A recently retired Conservative cabinet minister is calling on Canada to help put chrysotile asbestos on a global list of potentially hazardous products, despite the federal government's continued promotion of the mineral's "safe and controlled" use.

Chuck Strahl told CBC's Power & Politics War Room podcast  on Monday it's time to put the controversial substance on a United Nations convention treaty known as the Rotterdam Convention, which would allow importing countries to refuse the material if they didn't know how to properly handle it.

Strahl has a type of lung cancer likely caused by being exposed to asbestos through his work in the logging industry before he was an MP. His comments came as officials from around the world gathered on Monday in Geneva, Switzerland, to update the 2006 convention.


Chuck Strahl, who retired from politics ahead of last month's federal election, held several portfolio's in Prime Minister Stephen Harper's cabinet. Adrian Wyld/Canadian Press

Canadian officials have so far not said whether they will support a recommendation to put chrysotile asbestos in the Annex III list of chemicals banned or restricted due to health and environmental risks.

"We should just list it," said Strahl, who earlier outlined his position in an editorial Monday in the Globe and Mail.   

The longtime B.C. MP, who held several high-profile portfolios in Prime Minister Stephen Harper's cabinet before his retirement ahead of last month's federal election, added he was reluctant to move to ban something just because he had a "personal history" with it. 

"What isn't right is to ship something to some country and say, 'We won't tell you what's in this. Don't worry about it,' " he said. "The important thing to me is to tell people about the risk. … It is demonstrably bad for you, this stuff."

A spokeswoman for Industry Minister Christian Paradis, whose riding includes Canada's only asbestos mine, refused to say whether Canada would allow the chemical to be added to the Rotterdam Convention.

"Our position at Rotterdam will be the same as our position in Canada, which is that we promote the safe and controlled use of chrysotile," Pascale Boulay said in an email to CBC News on Monday.

Prime Minister Stephen Harper offered his support for the industry during a campaign-trail stop in Quebec's asbestos-producing region in the last federal election.
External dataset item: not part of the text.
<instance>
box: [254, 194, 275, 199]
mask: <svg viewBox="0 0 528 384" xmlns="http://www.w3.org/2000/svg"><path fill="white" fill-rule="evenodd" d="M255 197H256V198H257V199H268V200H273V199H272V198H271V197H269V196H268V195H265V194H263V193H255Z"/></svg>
But the Opposition NDP wants chrysotile asbestos exports banned, citing recently released documents that they say show the government's own health experts have warned the controversial mineral is unsafe.

Strahl has previously broken ranks with his party on asbestos. In 2006, shortly after he announced his cancer diagnosis, Strahl questioned whether Canada should be spending so much time, energy and money promoting asbestos internationally.

"I always think that's a job for the business, and I'd just as soon the Canadian government didn't spend money to promote a product that some countries are going to question our stand on," Strahl told CBC Radio's The House at the time.